ESG investing fuels demand for look-through reporting

By André Vanem
3 September 2018

 

The shooting at the Marjory Stoneman Douglas school in Parkland, Florida earlier this year seemed to be another in a long line of incomprehensible tragedies. Yet amid the grief and debate, BlackRock, the world’s largest investment manager, decided it was time for action.

Soon after, BlackRock announced it was creating two exchange-traded funds that will exclude civilian firearms makers and large gun retailers. The company is also making the criteria for the underlying indexes of its existing environmental, social and governance (ESG) ETFs more explicit, to exclude holdings of civilian gunmakers and sellers. Meanwhile, BlackRock’s institutional investors will be able to screen firearms stocks out of their endowments, and include the choice of gun-free index funds in their employees’ pension plans.

It’s not just gunmakers in the investment industry’s firing line either. Socially responsible funds have long excluded companies across a range of fields, from munitions manufacturers to the tobacco giants. But now ESG investment policies are extending their reach, as private and institutional investors step up demand for more forms of ethical and impact investing.

 

Nordics forge ahead on ESG

Across the Nordic region – which has long been at the forefront of the ESG debate – we are seeing divestments from fossil fuels become a particular area of focus. The 2015 Paris climate accord, introduction of the United Nations Sustainable Development Goals in 2016, and a growing global awareness of the need to transition to a low-carbon economy are all playing a part.

For instance, last year Norway’s sovereign wealth fund proposed dropping oil and gas companies from its benchmark index. According to a Reuters survey, the fund has already reduced the proportion of its holdings invested in the biggest greenhouse gas emitters.

Norges Bank, the central bank of Norway, is another leading the way on climate change and wider ESG issues. It has a long exclusionary list, which includes a host of companies associated with thermal coal mining or coal-based power production.

 

But good policies demand transparency

The goals are laudable.

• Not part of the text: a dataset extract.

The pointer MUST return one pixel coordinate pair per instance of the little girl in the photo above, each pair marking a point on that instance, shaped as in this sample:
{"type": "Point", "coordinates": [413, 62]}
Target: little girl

And the returns can be impressive (the $11+ billion Norges Bank invested in environmental equity investments this year is reported to have earned a return of 21.7%).

But applying and maintaining an ESG or socially responsible policy can be tricky.

The investment manager needs comprehensive and up-to-date information on the companies it invests in, or plans to buy, to ensure its criteria are met. And investors of all descriptions increasingly want a transparent view of their portfolios, so they can see and understand what the fund is actually investing in.

 

This requires:

  1. detailed look-through reporting, based on
  2. accurate and granular data.

 

More in-depth corporate disclosures of, for instance, companies’ climate and environmental-related performance are one component – giving investment managers the information they need to accurately analyse the risks and opportunities in their portfolios. The formation of the G20 Task Force on Climate-related Financial Disclosures is a step forward here.

The investment managers then need to provide similar levels of transparency to their investors, so they can see the individual holdings in a fund and what that means on an ESG basis.

 

Look-through demands intensify

The quality of look-through reporting, and the data that supports it, will be crucial to the ongoing success of ESG and socially responsible investment strategies. But they are not alone. Demand for look-through reporting – with the transparency it affords – is sweeping through the investment management industry, driven by:

 

  • Regulatory requirements – for instance, Solvency II’s Solvency Capital Requirement is calculated based on the risks arising from the underlying assets of a fund in which a (re)insurer has invested. Asset managers are being tasked with providing the look-through information to the underlying assets, with a breakdown by asset category, country of issue and currency.
  • Risk and exposure control – more broadly, look-through reporting enables private clients and institutional investors to monitor exactly where their asset class, sector, country, currency and liquidity exposures sit – information that is increasingly important in Norway, for example, as part of the government’s push to encourage more private stock market investment.
  • Digital natives’ service expectations – millennials and the succeeding generations have come to expect fingertip access to the information they want, presented clearly and in one place. With trust in the industry at a premium, investment managers will need to meet these demands for faster and more comprehensive insights.

 

And these are ongoing trends. Look-through reporting, and the data that feeds it, will only become more important.